New Canadian carbon fiber tidal generator has passed 20-year accelerated life test
New Canadian carbon fiber tidal generator has passed 20-year accelerated life test
Through engineering partner Schottel Hydro (Germany) in conjunction with the MaREI Centre at the National University of Ireland Galway (NUI Galway), Sustainable Marine (Nova Scotia, Canada) reports that its new carbon fiber tidal generators have proven that they can survive working in that field condition for up to twenty years. Rigorously tested by the Ryan Institute and School of Engineering at the National University of Ireland Galway, a marine energy center that reportedly has a 375-square-meter structural research lab. The project was delivered under Marinet2, part of the European Union's Horizon 2020 program, which supports offshore renewable energy testing across the European Union (EU).
Sustainable Marine's new floating tidal energy system reportedly uses a common drive train and two different blade diameters, 6.3 meters and 4 meters, to meet the requirements of different resource locations. According to the company, the generator design includes a fixed-pitch blade made of carbon fiber to achieve bending and pitch under overload conditions. This "passive adaptive" mass helps reduce structural loads on the generator, allowing for smaller, more cost-effective components.
After completing extensive testing of the 6.3-meter blade at NUI Galway, the company returned to its Irish facility to evaluate the performance of its shorter 4-meter blade, which is designed for more robust resource sites. Importantly, an "accelerated life test" was conducted in a state-of-the-art laboratory, subjecting the blades to conditions equivalent to 20 years of field operation in just a few weeks. It covers a wide range of parameters, including stress, strain and vibration.

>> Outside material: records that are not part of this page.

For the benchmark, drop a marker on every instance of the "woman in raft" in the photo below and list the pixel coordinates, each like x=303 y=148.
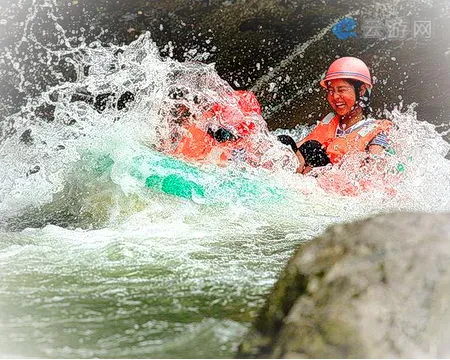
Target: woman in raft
x=349 y=128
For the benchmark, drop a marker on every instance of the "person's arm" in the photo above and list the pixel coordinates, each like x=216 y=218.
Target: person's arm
x=375 y=149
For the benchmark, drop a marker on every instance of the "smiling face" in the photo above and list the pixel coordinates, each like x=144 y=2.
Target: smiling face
x=341 y=96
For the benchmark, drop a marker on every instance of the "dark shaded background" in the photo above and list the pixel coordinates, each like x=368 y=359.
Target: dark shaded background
x=246 y=39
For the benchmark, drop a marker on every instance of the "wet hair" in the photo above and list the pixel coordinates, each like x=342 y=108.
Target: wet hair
x=364 y=100
x=314 y=153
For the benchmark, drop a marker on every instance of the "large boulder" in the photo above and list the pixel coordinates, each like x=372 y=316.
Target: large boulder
x=374 y=288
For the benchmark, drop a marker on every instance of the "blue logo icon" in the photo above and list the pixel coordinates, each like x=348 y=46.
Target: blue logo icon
x=345 y=29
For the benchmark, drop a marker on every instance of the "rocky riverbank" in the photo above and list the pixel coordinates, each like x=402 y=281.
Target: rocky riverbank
x=377 y=288
x=277 y=48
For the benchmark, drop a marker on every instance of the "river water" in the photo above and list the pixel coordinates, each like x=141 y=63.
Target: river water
x=94 y=264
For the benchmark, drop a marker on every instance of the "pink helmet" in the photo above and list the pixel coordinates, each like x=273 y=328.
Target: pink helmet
x=348 y=68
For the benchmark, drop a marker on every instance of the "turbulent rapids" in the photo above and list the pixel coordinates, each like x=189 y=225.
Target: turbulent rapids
x=95 y=263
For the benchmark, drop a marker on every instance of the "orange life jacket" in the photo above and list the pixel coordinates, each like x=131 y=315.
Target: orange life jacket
x=358 y=140
x=196 y=144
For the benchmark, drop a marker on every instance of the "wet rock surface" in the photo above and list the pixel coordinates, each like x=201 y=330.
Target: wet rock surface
x=277 y=48
x=376 y=288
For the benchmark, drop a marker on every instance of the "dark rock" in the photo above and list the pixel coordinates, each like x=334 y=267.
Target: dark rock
x=376 y=288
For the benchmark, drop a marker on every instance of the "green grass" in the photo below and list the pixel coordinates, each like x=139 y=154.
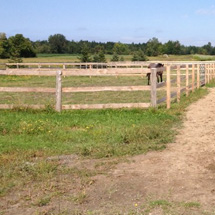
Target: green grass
x=69 y=58
x=29 y=137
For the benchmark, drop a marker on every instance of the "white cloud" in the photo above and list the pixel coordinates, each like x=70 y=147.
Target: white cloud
x=209 y=11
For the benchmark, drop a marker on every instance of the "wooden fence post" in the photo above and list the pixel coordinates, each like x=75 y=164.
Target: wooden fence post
x=168 y=88
x=206 y=74
x=198 y=76
x=187 y=80
x=58 y=106
x=153 y=87
x=178 y=83
x=193 y=78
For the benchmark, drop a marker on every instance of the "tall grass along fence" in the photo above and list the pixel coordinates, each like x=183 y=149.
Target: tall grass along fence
x=179 y=78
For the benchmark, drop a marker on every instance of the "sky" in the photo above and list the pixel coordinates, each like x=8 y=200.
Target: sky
x=191 y=22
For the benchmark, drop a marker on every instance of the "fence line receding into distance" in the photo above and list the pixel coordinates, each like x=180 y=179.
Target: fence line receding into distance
x=181 y=77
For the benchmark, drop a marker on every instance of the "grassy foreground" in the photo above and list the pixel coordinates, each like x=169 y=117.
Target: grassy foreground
x=30 y=141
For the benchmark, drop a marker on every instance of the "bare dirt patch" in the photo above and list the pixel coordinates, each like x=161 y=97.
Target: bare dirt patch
x=178 y=180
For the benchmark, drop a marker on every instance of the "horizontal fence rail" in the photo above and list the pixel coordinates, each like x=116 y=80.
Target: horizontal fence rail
x=180 y=77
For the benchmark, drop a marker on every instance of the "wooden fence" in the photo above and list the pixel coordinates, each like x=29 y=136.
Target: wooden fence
x=180 y=77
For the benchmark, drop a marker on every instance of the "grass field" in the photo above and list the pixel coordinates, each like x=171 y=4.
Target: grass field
x=67 y=58
x=29 y=138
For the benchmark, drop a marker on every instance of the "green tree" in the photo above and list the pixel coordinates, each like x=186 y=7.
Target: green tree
x=120 y=48
x=20 y=46
x=153 y=47
x=172 y=47
x=4 y=46
x=139 y=56
x=58 y=43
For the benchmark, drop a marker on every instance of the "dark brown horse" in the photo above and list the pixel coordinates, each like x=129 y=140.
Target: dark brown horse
x=159 y=73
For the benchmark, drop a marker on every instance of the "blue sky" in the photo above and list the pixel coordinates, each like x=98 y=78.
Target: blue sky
x=192 y=22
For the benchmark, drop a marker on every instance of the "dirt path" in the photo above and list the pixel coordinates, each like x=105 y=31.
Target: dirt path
x=184 y=172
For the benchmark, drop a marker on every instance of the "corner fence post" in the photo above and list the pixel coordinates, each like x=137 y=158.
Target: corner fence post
x=153 y=87
x=58 y=106
x=178 y=83
x=168 y=88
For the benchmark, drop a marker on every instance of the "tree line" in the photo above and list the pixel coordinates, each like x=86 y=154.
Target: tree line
x=18 y=46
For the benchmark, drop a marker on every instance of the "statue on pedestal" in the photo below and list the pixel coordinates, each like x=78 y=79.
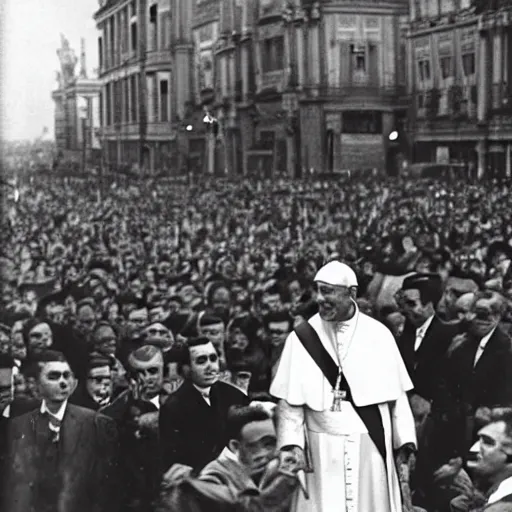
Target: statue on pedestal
x=68 y=61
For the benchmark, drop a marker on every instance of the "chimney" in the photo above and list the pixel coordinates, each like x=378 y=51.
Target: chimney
x=83 y=66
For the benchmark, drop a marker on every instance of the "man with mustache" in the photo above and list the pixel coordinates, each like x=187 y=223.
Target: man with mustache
x=247 y=476
x=61 y=457
x=193 y=420
x=476 y=375
x=343 y=405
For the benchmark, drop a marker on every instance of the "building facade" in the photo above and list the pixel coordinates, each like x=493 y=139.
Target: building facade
x=76 y=103
x=459 y=65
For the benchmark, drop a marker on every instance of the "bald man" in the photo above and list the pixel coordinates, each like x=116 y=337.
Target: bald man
x=342 y=388
x=136 y=412
x=477 y=375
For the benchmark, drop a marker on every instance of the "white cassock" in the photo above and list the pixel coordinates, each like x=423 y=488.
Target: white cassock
x=349 y=474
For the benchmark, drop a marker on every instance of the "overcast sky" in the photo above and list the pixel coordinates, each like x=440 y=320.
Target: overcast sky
x=30 y=31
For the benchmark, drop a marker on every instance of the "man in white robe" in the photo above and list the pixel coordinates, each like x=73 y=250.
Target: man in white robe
x=347 y=471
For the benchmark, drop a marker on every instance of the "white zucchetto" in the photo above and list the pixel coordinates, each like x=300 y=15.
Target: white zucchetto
x=336 y=273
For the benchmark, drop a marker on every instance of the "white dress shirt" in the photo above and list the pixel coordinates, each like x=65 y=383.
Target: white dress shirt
x=482 y=345
x=59 y=415
x=205 y=393
x=504 y=489
x=421 y=331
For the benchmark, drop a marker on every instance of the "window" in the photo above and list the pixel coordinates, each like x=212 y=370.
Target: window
x=468 y=64
x=165 y=30
x=164 y=101
x=362 y=121
x=153 y=28
x=133 y=100
x=358 y=60
x=126 y=96
x=272 y=55
x=424 y=70
x=446 y=67
x=108 y=94
x=100 y=52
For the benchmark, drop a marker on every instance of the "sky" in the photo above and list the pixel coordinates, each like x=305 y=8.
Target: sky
x=30 y=36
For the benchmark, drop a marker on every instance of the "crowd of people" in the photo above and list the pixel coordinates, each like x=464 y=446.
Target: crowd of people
x=144 y=325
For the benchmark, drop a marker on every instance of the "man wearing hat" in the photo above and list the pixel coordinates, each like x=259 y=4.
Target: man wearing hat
x=343 y=404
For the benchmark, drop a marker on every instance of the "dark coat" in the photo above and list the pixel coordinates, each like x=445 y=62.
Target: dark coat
x=423 y=366
x=466 y=388
x=86 y=465
x=193 y=432
x=140 y=463
x=224 y=485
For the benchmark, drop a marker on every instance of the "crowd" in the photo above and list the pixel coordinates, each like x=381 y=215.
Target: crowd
x=142 y=324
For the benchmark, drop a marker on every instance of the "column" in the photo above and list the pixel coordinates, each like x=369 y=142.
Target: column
x=483 y=79
x=481 y=149
x=314 y=56
x=497 y=68
x=508 y=162
x=245 y=57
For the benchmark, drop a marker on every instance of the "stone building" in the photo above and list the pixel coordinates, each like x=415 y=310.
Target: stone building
x=135 y=64
x=459 y=55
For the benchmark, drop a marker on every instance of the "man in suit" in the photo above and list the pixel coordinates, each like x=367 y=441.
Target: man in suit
x=491 y=461
x=425 y=338
x=193 y=420
x=61 y=457
x=136 y=413
x=477 y=374
x=247 y=476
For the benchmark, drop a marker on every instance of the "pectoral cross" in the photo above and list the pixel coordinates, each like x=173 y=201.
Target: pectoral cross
x=339 y=396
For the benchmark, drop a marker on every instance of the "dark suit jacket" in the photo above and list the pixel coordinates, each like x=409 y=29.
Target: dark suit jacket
x=466 y=388
x=140 y=462
x=191 y=431
x=423 y=366
x=88 y=452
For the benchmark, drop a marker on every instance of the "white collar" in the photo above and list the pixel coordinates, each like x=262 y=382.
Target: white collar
x=156 y=401
x=59 y=414
x=504 y=489
x=486 y=338
x=423 y=328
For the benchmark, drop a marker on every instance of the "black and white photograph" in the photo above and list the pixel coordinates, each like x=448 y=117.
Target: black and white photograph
x=256 y=256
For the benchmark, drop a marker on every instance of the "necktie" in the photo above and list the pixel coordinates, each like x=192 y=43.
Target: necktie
x=54 y=425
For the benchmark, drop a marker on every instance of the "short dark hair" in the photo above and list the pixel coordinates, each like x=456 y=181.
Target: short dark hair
x=429 y=286
x=241 y=415
x=6 y=362
x=183 y=353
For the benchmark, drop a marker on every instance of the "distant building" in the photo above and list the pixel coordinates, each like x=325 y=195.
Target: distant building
x=305 y=85
x=76 y=101
x=460 y=73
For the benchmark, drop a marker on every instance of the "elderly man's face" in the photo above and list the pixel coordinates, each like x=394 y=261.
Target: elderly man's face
x=486 y=316
x=334 y=302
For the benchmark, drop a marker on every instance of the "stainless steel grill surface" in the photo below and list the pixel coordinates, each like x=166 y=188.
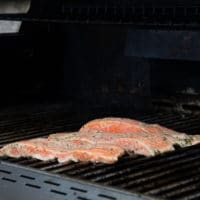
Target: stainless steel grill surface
x=174 y=175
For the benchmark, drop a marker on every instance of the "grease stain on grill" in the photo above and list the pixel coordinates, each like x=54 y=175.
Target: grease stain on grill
x=33 y=186
x=106 y=197
x=52 y=183
x=83 y=198
x=172 y=175
x=78 y=189
x=9 y=180
x=27 y=177
x=58 y=192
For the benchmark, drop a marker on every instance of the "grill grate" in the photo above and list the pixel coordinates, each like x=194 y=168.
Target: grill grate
x=174 y=175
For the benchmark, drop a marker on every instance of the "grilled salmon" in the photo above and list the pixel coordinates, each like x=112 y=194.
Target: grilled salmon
x=123 y=125
x=64 y=151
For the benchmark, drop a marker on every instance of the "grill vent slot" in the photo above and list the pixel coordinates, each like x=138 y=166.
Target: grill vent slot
x=51 y=183
x=8 y=179
x=78 y=189
x=82 y=198
x=27 y=177
x=59 y=192
x=33 y=186
x=4 y=171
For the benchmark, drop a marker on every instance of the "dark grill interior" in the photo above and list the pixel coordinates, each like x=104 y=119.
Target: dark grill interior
x=173 y=175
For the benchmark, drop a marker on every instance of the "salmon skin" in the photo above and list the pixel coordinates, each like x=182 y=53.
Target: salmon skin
x=74 y=150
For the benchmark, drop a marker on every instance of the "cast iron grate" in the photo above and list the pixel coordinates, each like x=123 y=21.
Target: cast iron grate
x=174 y=175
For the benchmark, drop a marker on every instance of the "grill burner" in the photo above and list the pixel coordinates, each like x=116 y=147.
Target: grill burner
x=174 y=175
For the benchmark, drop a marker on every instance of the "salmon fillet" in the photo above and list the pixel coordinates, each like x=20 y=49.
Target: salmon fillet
x=123 y=125
x=73 y=150
x=139 y=143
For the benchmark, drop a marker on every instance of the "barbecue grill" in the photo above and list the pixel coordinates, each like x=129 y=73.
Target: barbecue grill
x=74 y=61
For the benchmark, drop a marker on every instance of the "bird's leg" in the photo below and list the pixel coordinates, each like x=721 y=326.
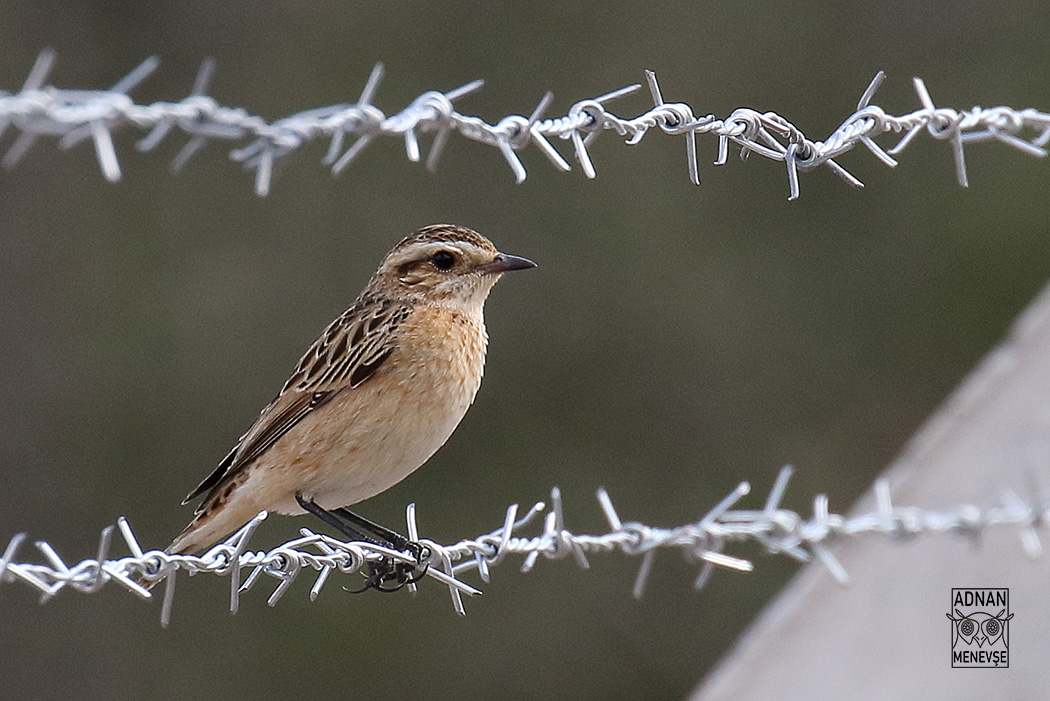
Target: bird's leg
x=396 y=540
x=331 y=518
x=400 y=572
x=385 y=570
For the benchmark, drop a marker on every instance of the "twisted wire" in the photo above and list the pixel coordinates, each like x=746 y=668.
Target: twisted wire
x=778 y=530
x=75 y=115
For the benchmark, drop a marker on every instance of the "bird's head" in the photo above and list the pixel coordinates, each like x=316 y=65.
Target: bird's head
x=444 y=263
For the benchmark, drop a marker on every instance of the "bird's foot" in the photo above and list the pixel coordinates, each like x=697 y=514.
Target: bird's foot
x=390 y=575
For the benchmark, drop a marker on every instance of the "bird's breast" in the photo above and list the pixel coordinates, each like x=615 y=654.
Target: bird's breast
x=371 y=437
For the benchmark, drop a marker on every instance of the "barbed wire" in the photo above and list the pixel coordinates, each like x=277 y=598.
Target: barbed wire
x=776 y=529
x=76 y=115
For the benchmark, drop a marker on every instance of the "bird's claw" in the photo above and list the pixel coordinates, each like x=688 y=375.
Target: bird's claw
x=387 y=570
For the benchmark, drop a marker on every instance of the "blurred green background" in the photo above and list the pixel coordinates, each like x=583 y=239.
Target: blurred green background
x=674 y=341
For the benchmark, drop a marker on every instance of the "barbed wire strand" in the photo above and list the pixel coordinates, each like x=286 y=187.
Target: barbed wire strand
x=778 y=530
x=77 y=115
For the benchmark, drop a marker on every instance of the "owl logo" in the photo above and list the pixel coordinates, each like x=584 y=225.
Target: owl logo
x=980 y=629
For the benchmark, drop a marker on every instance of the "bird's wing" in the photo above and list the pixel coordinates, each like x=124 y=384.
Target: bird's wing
x=347 y=354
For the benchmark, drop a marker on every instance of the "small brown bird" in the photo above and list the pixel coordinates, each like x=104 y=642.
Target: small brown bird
x=380 y=390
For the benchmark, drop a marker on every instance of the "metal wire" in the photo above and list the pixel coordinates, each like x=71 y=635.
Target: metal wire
x=778 y=530
x=76 y=115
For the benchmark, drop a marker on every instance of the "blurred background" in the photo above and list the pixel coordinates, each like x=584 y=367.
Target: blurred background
x=674 y=340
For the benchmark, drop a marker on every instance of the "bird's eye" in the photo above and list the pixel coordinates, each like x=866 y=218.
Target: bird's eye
x=443 y=260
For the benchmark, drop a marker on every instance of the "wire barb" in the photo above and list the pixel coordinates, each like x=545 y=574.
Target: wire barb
x=777 y=529
x=75 y=115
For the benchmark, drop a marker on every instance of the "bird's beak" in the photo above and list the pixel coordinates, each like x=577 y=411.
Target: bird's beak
x=504 y=262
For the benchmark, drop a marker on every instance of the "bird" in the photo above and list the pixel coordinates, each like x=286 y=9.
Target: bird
x=373 y=398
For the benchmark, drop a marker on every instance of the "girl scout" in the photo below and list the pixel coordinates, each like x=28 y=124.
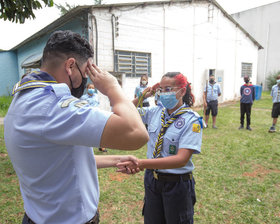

"We are excited to return to NUI Galway and expand our relationship with this world-class testing and research facility," said Ralf Starzmann, Vice President of Business Development at Sustainable Marine. "This international collaboration through our German engineering partner Schottel Hydro is a strong indication of our ambition to continue raising the bar and pushing the boundaries of tidal generator technology. In order to push the boundaries, we must challenge our solutions in leading facilities that can push the limits of our technology."
Starzmann said accelerated life testing is an essential process that allows Sustainable Marine to rapidly accelerate normal conditions to better understand the structure's response over time. "Our new 4-meter rotor blades have proven to be 'ultra-durable,'" he says, "giving us confidence in the design and structural integrity. Reliability is a key factor in the development of tidal generators, especially as we are now moving toward our first commercial project."
A complete analysis at NUI Galway's MaREI Center tested blade behavior under fatigue loading, examining aspects such as torsional deflection and overall structural performance. further in-house testing conducted by Schottel Hydro included extreme loads and testing blade integrity up to failure.
Sustainable Marine is currently preparing for delivery in the Bay of Fundy, Nova Scotia, of what is claimed to be the world's first floating tidal energy array. Earlier this year, it launched its new 420 kW PLAT-I 6.40 floating tidal energy platform with new 4 m composite blades, which is currently being commissioned and tested in the waters of Grand Passage.
Professor Jamie Goggins, Director of Research and Innovation at the NUI Galway School of Engineering, added: "With shorter blades and significantly higher loads than wind blades, dedicated tidal power blade structural testing facilities are required to support the tidal energy industry. We have been fortunate to receive significant investment from the European Commission through Horizon 2020 and from the Irish Government through Science Foundation Ireland [SFI] and the Sustainable Energy Authority of Ireland [SEAI] to support our development of a world-leading tidal turbine blade testing facility."
In addition to the de-risking of Sustainable Marine's full-size blades, Goggins noted that the project will help make the marine sector commercially viable and help train the next generation of energy engineers. "To date, we have over 100 engineers working as employees or students within our group and continue to work with some of the world's leading companies," he concluded.